Plus de 5 600 personnes du village de Buhozi, dans le groupement de Mudusa en territoire de Kabare, vivent actuellement dans des conditions précaires après la destruction de leurs parcelles et habitations par des glissements de terrain survenus depuis 2024.
Réparties en 557 ménages, ces victimes comprennent 786 adultes et 2 623 enfants, dont 302 garçons et 485 filles de moins de cinq ans.
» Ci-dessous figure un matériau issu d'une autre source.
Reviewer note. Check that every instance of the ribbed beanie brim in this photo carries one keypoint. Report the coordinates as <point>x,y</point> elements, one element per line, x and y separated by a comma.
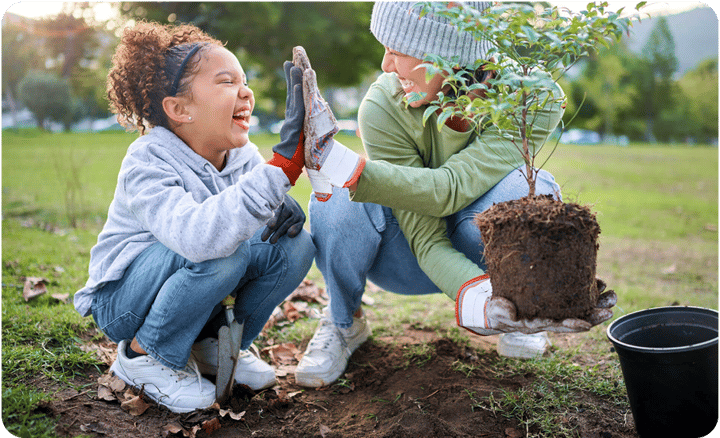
<point>398,25</point>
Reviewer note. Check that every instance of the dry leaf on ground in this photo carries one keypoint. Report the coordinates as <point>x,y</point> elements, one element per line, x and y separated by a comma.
<point>134,404</point>
<point>211,426</point>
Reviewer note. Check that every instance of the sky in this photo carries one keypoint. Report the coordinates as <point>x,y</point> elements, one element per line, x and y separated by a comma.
<point>36,9</point>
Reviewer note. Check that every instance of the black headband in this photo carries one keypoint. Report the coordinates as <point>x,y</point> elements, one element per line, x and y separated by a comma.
<point>178,75</point>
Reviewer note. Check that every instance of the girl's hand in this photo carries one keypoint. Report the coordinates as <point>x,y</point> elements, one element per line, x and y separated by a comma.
<point>289,219</point>
<point>289,153</point>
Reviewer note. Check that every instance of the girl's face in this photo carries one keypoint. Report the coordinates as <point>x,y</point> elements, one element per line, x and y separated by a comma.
<point>411,76</point>
<point>220,104</point>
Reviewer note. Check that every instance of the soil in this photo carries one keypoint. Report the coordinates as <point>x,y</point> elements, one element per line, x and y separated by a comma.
<point>541,255</point>
<point>382,394</point>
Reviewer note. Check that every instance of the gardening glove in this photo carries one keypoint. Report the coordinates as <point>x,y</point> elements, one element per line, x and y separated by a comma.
<point>479,312</point>
<point>288,219</point>
<point>322,189</point>
<point>338,164</point>
<point>288,154</point>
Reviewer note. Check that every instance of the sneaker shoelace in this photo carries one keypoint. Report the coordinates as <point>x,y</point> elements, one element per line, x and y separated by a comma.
<point>191,370</point>
<point>326,334</point>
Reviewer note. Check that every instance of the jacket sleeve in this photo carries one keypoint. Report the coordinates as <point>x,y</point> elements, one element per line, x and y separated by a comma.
<point>430,194</point>
<point>445,190</point>
<point>201,229</point>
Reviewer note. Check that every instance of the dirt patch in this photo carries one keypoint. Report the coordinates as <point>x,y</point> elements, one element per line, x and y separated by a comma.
<point>408,389</point>
<point>541,255</point>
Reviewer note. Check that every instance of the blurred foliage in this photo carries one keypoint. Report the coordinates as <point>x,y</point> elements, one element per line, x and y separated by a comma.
<point>47,96</point>
<point>622,93</point>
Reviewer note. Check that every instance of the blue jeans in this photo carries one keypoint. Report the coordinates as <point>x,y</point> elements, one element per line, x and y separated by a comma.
<point>164,300</point>
<point>357,242</point>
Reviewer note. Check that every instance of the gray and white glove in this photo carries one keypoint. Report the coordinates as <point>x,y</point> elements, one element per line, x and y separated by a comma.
<point>333,163</point>
<point>479,312</point>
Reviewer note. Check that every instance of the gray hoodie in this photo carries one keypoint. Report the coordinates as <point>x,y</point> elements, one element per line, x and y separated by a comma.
<point>169,194</point>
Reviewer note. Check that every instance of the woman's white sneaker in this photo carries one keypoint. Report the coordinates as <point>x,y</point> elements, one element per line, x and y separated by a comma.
<point>178,390</point>
<point>328,352</point>
<point>522,346</point>
<point>250,370</point>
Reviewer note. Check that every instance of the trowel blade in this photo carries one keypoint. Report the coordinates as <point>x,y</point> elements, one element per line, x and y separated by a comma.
<point>226,365</point>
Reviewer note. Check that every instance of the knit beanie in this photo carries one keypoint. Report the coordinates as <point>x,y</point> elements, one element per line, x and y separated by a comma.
<point>398,25</point>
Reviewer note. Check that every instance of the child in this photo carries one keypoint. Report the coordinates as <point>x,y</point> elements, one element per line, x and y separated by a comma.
<point>189,224</point>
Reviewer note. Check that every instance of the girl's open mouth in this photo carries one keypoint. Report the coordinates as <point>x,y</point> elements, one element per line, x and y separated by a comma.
<point>242,118</point>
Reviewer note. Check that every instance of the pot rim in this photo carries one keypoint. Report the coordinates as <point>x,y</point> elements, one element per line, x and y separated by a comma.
<point>654,310</point>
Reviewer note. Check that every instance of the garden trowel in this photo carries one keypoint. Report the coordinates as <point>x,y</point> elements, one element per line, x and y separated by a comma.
<point>229,337</point>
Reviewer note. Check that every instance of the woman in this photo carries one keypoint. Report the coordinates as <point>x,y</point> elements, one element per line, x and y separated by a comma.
<point>409,226</point>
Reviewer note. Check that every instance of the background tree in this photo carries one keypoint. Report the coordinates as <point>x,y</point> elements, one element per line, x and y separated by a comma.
<point>602,91</point>
<point>654,77</point>
<point>47,96</point>
<point>334,34</point>
<point>18,58</point>
<point>700,98</point>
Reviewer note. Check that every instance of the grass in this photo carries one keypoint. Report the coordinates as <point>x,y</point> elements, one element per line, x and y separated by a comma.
<point>657,206</point>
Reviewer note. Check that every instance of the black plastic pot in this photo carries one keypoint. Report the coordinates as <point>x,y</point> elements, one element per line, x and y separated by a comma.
<point>669,360</point>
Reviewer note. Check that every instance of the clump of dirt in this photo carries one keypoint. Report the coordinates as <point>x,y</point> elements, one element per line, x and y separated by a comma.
<point>429,387</point>
<point>541,254</point>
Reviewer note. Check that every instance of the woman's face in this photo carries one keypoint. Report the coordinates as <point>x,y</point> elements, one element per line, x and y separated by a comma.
<point>411,76</point>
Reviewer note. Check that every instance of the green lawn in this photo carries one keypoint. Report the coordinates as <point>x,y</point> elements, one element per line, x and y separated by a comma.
<point>657,207</point>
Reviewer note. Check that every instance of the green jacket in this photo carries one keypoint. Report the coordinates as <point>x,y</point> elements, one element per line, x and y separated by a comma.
<point>424,174</point>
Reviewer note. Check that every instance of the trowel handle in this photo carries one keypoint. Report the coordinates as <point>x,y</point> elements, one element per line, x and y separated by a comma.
<point>229,303</point>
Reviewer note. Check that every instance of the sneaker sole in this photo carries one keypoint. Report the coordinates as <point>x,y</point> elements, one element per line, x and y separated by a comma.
<point>115,369</point>
<point>318,380</point>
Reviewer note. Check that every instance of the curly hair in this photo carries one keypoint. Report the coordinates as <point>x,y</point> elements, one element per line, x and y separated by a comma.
<point>145,63</point>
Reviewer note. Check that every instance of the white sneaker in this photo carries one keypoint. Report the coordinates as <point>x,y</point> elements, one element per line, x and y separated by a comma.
<point>250,370</point>
<point>522,346</point>
<point>328,352</point>
<point>178,390</point>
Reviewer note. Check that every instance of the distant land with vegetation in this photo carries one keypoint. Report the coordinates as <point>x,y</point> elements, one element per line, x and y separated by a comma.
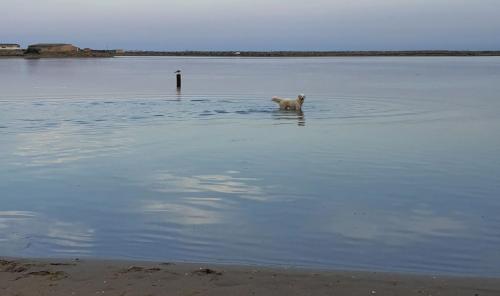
<point>62,50</point>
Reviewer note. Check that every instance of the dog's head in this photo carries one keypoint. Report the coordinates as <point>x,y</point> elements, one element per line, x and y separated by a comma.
<point>301,99</point>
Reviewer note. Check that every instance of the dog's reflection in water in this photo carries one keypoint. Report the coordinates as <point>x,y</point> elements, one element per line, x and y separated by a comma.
<point>288,116</point>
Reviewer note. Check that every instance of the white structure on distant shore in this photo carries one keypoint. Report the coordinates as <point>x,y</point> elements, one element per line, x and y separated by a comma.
<point>7,46</point>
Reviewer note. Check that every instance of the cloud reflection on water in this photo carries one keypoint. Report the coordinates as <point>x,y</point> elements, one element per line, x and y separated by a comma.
<point>394,227</point>
<point>225,184</point>
<point>65,144</point>
<point>36,234</point>
<point>209,197</point>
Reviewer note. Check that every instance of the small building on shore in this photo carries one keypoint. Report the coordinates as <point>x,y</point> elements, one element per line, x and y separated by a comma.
<point>9,46</point>
<point>52,48</point>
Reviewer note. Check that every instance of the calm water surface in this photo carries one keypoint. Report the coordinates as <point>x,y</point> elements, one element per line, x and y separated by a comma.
<point>393,165</point>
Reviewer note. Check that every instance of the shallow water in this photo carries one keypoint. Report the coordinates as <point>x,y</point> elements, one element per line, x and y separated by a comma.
<point>393,165</point>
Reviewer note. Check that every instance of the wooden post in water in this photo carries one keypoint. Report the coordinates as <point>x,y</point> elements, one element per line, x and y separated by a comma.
<point>179,79</point>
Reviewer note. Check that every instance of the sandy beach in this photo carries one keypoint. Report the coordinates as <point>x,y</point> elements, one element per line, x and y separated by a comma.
<point>96,277</point>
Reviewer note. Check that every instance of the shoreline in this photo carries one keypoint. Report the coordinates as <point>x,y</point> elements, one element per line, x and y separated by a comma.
<point>114,277</point>
<point>243,54</point>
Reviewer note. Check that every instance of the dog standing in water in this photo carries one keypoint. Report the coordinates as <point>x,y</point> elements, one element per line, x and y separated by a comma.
<point>289,104</point>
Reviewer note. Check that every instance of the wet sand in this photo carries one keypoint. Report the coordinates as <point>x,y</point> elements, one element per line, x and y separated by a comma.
<point>97,277</point>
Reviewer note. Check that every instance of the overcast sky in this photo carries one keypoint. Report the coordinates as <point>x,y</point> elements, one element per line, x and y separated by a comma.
<point>254,24</point>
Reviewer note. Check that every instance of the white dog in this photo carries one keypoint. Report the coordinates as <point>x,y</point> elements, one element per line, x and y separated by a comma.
<point>289,104</point>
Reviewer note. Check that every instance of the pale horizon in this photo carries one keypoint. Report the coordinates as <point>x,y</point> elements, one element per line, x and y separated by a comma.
<point>319,25</point>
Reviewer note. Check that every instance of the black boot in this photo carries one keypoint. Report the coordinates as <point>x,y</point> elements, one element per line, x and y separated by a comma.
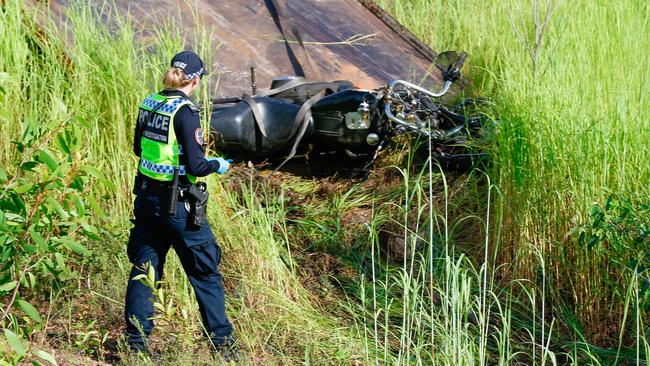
<point>227,349</point>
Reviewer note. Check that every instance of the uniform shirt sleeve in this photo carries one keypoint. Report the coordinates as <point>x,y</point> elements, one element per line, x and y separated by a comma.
<point>190,136</point>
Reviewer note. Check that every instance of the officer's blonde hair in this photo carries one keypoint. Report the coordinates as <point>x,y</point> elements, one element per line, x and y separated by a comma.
<point>175,78</point>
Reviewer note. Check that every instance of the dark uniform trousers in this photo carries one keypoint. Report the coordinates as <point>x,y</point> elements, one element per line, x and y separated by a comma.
<point>151,237</point>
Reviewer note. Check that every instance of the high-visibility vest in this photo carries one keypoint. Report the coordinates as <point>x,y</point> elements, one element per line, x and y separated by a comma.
<point>160,147</point>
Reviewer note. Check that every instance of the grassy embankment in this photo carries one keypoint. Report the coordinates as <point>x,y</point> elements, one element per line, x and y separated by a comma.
<point>571,167</point>
<point>573,135</point>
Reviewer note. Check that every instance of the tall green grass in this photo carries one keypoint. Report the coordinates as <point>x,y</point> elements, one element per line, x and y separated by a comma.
<point>573,137</point>
<point>529,262</point>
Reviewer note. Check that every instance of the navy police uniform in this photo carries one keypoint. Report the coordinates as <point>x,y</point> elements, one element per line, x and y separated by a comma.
<point>155,231</point>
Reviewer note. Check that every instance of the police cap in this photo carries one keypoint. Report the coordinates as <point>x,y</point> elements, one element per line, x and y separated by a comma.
<point>189,62</point>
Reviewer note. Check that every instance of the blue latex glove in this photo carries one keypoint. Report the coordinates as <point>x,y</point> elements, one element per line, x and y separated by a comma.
<point>224,164</point>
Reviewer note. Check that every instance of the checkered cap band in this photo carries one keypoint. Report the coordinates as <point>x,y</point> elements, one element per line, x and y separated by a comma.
<point>161,168</point>
<point>194,75</point>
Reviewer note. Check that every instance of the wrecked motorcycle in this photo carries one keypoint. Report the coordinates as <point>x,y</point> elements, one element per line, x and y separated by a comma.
<point>328,117</point>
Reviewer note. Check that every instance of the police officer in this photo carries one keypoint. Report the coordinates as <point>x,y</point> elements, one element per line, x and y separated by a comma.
<point>169,140</point>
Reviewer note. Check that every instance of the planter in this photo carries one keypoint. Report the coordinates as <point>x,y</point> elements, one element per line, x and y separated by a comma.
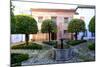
<point>63,54</point>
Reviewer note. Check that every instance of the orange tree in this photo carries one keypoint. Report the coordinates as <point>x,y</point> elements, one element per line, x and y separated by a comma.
<point>76,26</point>
<point>25,25</point>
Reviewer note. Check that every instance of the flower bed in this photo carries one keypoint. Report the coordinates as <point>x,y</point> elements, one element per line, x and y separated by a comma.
<point>16,58</point>
<point>91,46</point>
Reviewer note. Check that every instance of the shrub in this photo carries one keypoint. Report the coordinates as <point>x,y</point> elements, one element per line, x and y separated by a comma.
<point>30,46</point>
<point>52,43</point>
<point>75,42</point>
<point>91,46</point>
<point>16,58</point>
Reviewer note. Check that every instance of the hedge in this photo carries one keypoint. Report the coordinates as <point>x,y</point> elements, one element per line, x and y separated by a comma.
<point>30,46</point>
<point>16,58</point>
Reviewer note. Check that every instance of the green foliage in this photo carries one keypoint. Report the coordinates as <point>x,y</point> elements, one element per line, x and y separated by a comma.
<point>18,58</point>
<point>25,24</point>
<point>91,46</point>
<point>92,25</point>
<point>48,26</point>
<point>30,46</point>
<point>75,42</point>
<point>12,19</point>
<point>76,25</point>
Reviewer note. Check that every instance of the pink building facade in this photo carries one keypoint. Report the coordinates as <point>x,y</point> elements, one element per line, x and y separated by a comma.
<point>60,16</point>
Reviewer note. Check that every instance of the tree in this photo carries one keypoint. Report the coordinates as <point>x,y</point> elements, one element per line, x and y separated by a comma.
<point>76,26</point>
<point>92,25</point>
<point>13,21</point>
<point>26,25</point>
<point>48,26</point>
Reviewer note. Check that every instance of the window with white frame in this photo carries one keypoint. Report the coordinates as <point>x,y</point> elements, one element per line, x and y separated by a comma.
<point>40,19</point>
<point>65,19</point>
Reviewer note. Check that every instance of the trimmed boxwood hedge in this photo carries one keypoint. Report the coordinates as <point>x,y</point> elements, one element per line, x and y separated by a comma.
<point>91,46</point>
<point>30,46</point>
<point>75,42</point>
<point>16,58</point>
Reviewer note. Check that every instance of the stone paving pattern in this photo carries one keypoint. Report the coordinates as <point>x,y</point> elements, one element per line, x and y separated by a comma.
<point>46,55</point>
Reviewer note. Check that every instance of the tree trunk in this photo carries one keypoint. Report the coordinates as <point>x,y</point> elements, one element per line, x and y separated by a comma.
<point>26,38</point>
<point>76,35</point>
<point>71,36</point>
<point>49,36</point>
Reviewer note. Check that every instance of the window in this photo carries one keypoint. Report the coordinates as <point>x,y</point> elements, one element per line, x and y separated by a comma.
<point>53,19</point>
<point>65,31</point>
<point>93,34</point>
<point>65,19</point>
<point>40,19</point>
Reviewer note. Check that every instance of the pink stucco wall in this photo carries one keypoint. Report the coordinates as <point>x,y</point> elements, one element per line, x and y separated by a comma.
<point>58,13</point>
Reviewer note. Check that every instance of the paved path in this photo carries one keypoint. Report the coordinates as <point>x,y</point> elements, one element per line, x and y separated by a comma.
<point>46,56</point>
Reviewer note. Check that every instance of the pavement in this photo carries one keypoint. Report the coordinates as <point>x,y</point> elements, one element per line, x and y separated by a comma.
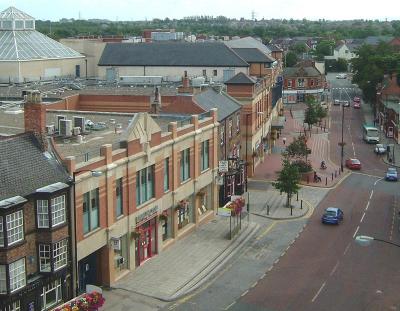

S’y ajoutent 677 garçons et 1 159 filles en âge scolaire.
Ces chiffres sont contenus dans un rapport du comité des victimes, consulté jeudi 23 avril 2026.
Selon ce document, ces catastrophes ont causé d’importants dégâts depuis février 2024, notamment la destruction de deux établissements scolaires, le Complexe scolaire SINELAC et l’école NYATENDE, ainsi que les locaux d’une coopérative d’épargne et de crédit de la place.
À ce jour, plusieurs familles sinistrées sont dispersées dans différentes entités, sans adresse fixe. Certaines avaient trouvé refuge dans une église, mais celle-ci a également été ravagée par un incendie il y a quelques mois, explique Héritier Mongane, porte-parole des victimes.
Privées d’espace de vie, de terres cultivables et d’accès aux soins de santé ainsi qu’à une alimentation adéquate, ces familles vivent dans une précarité accrue, ajoute-t-il.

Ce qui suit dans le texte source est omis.